The German economic model is a poor alternative to Anglo-Saxon capitalism

The financial crisis of 2008 was too frightening for any sane person to enjoy, but for the centre-left there was some grim satisfaction to be had. With Wall Street and the City of London in meltdown, they could point to Germany’s robust stakeholder economy and say: ‘I told you so.’ Then came the Eurozone crisis and things got more complicated – very few people were right about casino capitalism and the single currency (though plenty were wrong about both). 

One can always argue that the German economic model has proven itself in spite of the Eurozone – and that it is only Germany’s economic strength that has held the single currency together. But in an article for the Peterson Institute for International Economics, Adam Posen takes a very different view:

  • “If Germany's economic model is the future of Europe, we should all be quite troubled…”

Indeed, leftwingers might like to note the essential ingredient in “Germany's path to competitiveness”:

  • “... cutting the cost of labor. Make no mistake; that has been the basis of the nation's export success in the past dozen years, and exports have been its sole consistent source of growth in that period. But low wages are not the basis on which a rich nation should compete.”
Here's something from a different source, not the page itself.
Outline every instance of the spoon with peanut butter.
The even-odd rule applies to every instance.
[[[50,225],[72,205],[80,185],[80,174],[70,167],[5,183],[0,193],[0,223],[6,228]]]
Remarkably, “Germany now has the highest proportion of low-wage workers relative to the national median income in western Europe.” Ah, but at least there’s been plenty of investment in the country’s future prosperity, right?  

  • “Ideally, a wealthy country should stay competitive through research and development, and capital investment. Instead, total gross fixed investment has fallen steadily in Germany, from 24 percent to less than 18 percent of GDP, since 1991... 
  • “The other way for a rich country to stay at the top of the value-added chain, and thus compete on productivity, is to invest in human capital—that is, to educate its workforce. In Canada, France, Japan, Poland, Spain, the United Kingdom, and the United States, the share of young workers with advanced education is at least 10 percent higher than in Germany—in most of them, 20 percent higher or more…”
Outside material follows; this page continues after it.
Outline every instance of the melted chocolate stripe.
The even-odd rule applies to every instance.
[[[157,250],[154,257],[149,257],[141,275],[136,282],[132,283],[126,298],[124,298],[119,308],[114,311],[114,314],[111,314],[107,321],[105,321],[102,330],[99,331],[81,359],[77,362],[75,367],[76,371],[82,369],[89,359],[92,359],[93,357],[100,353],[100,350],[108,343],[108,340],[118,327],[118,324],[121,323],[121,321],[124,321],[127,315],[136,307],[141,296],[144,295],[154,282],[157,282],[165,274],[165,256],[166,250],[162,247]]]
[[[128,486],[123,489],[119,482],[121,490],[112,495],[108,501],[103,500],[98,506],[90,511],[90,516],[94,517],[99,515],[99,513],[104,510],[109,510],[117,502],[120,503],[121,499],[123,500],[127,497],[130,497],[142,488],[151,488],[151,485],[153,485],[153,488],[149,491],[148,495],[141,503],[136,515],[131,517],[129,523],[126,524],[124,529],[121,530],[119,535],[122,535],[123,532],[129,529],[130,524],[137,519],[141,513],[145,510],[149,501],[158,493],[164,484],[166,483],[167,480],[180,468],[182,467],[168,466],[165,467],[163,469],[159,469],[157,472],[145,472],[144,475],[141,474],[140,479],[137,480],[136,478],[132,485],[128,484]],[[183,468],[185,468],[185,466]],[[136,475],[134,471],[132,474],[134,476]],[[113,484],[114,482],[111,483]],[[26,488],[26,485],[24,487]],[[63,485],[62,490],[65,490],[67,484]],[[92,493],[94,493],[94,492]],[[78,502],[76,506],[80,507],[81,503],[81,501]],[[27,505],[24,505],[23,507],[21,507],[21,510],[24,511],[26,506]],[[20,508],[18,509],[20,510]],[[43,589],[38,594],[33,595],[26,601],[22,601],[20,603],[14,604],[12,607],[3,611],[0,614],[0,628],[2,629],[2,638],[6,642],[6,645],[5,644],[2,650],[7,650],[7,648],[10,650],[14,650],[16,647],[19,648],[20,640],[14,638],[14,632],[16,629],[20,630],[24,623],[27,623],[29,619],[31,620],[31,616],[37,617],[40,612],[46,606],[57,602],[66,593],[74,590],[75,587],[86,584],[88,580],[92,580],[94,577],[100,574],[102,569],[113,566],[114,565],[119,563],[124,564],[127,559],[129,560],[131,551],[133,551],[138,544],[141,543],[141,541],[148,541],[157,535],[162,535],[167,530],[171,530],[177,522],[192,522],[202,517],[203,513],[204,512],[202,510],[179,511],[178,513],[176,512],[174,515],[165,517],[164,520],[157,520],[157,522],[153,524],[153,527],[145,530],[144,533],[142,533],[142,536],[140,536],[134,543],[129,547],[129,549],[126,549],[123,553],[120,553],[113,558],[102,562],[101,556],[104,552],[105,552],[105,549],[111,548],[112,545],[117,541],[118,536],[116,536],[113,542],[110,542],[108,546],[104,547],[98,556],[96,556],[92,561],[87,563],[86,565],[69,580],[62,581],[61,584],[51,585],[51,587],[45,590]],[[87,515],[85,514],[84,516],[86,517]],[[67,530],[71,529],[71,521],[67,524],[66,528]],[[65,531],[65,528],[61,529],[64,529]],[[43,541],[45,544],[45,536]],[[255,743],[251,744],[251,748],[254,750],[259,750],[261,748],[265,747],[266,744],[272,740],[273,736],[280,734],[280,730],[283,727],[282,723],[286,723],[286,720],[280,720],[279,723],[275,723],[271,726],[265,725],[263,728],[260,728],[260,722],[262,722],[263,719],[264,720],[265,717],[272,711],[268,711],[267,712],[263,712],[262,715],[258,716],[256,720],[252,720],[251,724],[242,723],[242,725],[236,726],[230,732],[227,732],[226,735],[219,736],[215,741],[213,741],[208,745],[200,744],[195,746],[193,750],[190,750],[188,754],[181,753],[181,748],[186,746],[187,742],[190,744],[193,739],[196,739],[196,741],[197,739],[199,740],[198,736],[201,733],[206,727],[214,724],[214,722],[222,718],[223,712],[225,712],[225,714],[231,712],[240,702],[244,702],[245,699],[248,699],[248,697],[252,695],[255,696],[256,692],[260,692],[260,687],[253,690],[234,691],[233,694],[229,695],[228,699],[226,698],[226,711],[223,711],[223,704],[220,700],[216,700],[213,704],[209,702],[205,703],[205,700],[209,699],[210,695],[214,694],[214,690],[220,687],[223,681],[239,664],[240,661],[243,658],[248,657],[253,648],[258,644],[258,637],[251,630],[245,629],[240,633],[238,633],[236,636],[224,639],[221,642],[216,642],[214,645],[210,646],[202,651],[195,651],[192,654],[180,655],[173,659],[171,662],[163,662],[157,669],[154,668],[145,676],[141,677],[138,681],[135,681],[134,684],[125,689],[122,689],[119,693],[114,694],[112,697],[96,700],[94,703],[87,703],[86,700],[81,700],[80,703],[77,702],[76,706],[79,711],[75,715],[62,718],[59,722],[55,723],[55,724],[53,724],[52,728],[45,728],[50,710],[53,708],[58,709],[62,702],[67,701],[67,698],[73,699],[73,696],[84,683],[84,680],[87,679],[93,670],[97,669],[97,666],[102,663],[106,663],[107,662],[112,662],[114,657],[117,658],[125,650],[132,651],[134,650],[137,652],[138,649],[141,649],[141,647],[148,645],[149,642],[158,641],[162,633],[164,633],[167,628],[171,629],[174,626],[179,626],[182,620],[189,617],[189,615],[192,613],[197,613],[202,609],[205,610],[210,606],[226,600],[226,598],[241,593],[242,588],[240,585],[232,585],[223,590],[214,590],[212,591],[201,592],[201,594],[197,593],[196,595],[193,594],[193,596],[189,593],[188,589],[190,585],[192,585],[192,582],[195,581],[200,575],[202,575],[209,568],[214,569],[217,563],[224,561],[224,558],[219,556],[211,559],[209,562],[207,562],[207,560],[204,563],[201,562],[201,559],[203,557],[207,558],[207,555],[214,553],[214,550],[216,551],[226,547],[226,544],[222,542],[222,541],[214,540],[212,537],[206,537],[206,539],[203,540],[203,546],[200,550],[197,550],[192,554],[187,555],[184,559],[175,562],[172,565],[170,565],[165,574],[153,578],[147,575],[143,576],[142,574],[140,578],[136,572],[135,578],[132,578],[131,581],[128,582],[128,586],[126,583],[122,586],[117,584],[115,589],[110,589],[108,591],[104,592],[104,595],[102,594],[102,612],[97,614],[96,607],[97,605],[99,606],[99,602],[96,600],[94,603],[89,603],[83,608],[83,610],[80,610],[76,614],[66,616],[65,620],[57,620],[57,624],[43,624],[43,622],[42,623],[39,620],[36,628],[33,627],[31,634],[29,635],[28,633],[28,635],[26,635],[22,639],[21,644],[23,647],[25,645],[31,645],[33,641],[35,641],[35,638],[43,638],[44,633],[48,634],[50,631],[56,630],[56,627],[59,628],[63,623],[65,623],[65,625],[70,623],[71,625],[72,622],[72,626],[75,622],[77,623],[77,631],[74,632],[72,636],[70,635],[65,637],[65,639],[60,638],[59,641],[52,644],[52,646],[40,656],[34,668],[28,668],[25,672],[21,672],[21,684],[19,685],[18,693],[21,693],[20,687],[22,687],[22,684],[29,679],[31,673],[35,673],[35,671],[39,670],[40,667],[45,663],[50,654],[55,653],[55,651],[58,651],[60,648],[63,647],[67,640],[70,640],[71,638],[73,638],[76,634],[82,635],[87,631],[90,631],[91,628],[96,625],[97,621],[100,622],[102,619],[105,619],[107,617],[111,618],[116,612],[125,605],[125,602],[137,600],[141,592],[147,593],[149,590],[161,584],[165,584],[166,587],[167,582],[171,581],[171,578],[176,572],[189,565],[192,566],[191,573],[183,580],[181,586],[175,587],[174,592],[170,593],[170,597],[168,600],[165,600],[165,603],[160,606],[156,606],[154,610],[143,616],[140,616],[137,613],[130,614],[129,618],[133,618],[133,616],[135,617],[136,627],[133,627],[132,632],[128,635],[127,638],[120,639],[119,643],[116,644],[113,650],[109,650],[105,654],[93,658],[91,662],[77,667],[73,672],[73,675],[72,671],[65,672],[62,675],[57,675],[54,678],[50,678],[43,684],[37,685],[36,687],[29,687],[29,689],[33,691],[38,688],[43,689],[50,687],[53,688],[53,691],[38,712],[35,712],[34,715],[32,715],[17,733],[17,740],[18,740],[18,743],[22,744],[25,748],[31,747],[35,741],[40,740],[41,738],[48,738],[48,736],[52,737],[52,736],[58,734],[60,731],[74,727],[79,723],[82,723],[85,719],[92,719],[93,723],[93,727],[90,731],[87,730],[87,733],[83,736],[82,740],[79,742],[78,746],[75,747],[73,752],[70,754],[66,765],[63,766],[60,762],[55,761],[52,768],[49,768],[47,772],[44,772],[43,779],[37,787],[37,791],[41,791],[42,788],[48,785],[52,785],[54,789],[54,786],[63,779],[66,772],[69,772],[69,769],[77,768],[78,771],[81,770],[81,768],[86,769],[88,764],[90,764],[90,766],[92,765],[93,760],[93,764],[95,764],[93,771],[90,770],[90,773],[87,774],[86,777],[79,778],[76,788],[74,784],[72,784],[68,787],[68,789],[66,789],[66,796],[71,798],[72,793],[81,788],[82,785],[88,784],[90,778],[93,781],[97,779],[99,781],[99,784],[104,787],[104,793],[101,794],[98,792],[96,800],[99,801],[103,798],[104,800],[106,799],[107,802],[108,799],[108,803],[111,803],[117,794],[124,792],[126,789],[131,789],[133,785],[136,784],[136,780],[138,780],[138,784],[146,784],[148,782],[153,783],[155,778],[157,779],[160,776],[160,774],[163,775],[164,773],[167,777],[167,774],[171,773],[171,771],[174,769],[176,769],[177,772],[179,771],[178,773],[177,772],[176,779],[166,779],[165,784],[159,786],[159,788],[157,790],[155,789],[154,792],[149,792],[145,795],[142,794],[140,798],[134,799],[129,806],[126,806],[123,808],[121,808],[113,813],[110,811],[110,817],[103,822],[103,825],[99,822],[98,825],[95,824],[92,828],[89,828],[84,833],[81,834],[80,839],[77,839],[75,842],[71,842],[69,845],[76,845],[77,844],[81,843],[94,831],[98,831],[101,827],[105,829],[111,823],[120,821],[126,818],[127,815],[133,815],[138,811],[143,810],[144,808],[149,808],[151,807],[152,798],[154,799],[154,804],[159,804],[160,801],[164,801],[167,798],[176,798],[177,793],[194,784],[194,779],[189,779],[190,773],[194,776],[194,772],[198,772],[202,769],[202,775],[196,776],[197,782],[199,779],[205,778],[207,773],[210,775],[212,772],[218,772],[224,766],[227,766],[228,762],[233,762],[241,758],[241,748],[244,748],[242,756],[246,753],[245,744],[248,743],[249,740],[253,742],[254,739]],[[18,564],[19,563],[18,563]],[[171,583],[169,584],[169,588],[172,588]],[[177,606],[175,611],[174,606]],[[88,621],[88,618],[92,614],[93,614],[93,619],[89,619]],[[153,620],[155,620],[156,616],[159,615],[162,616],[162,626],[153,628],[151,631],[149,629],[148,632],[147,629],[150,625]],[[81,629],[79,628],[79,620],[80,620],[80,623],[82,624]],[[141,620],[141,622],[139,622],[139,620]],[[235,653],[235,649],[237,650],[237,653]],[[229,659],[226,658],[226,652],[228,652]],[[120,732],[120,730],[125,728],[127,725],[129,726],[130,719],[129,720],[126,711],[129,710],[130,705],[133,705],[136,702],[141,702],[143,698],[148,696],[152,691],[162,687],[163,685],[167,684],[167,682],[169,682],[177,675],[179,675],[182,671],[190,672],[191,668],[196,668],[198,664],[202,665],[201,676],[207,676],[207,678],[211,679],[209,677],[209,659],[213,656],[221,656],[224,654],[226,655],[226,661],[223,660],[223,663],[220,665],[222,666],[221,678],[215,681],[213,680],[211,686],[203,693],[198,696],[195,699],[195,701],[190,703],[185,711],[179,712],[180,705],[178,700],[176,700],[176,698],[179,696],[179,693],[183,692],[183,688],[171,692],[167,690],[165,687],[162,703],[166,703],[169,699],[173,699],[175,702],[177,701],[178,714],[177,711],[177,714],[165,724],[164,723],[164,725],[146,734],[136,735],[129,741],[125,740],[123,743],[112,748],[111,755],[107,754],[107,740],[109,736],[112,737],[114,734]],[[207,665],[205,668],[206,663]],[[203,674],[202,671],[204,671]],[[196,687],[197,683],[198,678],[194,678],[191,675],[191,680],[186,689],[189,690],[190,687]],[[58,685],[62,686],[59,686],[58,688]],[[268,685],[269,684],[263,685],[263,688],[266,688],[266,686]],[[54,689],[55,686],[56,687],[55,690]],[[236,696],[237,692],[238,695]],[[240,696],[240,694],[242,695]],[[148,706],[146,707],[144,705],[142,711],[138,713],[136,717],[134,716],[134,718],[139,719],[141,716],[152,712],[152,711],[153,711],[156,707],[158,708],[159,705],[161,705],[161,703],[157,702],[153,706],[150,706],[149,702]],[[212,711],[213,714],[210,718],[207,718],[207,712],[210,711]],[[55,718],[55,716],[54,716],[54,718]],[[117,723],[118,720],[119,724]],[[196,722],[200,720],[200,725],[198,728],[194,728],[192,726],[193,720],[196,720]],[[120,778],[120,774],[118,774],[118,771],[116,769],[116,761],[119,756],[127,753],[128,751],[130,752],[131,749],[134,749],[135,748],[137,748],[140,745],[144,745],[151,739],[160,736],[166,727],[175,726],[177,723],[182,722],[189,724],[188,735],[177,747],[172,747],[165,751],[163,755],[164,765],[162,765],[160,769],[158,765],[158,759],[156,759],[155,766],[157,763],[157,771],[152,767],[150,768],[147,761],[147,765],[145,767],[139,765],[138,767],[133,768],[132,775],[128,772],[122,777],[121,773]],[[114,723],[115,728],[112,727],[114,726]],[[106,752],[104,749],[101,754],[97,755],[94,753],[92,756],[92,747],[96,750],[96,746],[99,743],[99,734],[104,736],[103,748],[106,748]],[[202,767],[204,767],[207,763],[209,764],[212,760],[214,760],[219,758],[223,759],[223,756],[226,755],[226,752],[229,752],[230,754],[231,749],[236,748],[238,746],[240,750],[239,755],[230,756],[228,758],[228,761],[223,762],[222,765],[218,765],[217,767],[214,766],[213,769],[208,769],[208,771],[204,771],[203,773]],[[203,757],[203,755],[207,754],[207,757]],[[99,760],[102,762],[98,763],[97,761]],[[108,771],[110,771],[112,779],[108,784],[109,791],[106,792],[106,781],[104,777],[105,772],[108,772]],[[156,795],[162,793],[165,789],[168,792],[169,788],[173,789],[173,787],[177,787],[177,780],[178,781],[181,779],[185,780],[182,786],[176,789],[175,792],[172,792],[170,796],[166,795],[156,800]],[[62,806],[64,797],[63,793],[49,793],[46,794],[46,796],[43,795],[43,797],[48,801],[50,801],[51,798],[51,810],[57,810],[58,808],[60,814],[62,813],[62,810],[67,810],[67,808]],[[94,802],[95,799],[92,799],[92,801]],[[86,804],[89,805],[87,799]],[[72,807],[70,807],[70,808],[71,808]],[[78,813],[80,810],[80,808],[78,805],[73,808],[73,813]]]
Germany’s educational saving grace is its system of apprenticeships, but the country has not built on this established strength. Compared to other OECD countries German productivity growth is lacklustre and manufacturing employment is shrinking away:

  • “With these productivity numbers, it is no wonder German business is competing only by reducing relative wages and moving production east.
  • “...The export obsession has distracted policymakers from recapitalizing its banks, deregulating its service sector and incentivizing the reallocation of capital away from old industries.”

Instead of restructuring its economy, Germany restructured its exchange rate – through membership of the Eurozone. Not only did this artificially reduce the price of the country's exports, it also enabled Germany’s trading partners to borrow lots of money to pay for them.
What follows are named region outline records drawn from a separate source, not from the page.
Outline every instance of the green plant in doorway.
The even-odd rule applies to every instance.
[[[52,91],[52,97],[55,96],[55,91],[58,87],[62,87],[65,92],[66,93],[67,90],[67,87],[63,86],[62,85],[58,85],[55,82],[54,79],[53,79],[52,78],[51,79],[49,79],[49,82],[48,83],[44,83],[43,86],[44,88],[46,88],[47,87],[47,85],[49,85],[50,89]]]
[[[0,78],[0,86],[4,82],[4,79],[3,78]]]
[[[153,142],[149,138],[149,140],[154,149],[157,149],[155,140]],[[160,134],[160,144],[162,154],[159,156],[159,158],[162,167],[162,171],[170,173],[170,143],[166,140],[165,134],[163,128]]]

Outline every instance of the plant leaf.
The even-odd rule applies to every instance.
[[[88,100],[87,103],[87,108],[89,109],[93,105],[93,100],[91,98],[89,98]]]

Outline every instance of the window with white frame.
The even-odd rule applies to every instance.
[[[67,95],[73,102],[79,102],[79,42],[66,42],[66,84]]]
Far from being an unfortunate and undeserved burden on the German economic model, the Eurozone crisis is, in part, a consequence of it. Angela Merkel’s aim now is to ensure the survival of the single currency by pressuring other member states to follow Germany’s example and squeeze their workers’ wages too.

Of course, no one owes any of these countries a living – but to create a lean and mean workforce across the Eurozone will undermine the competitive advantage on which Germany depends.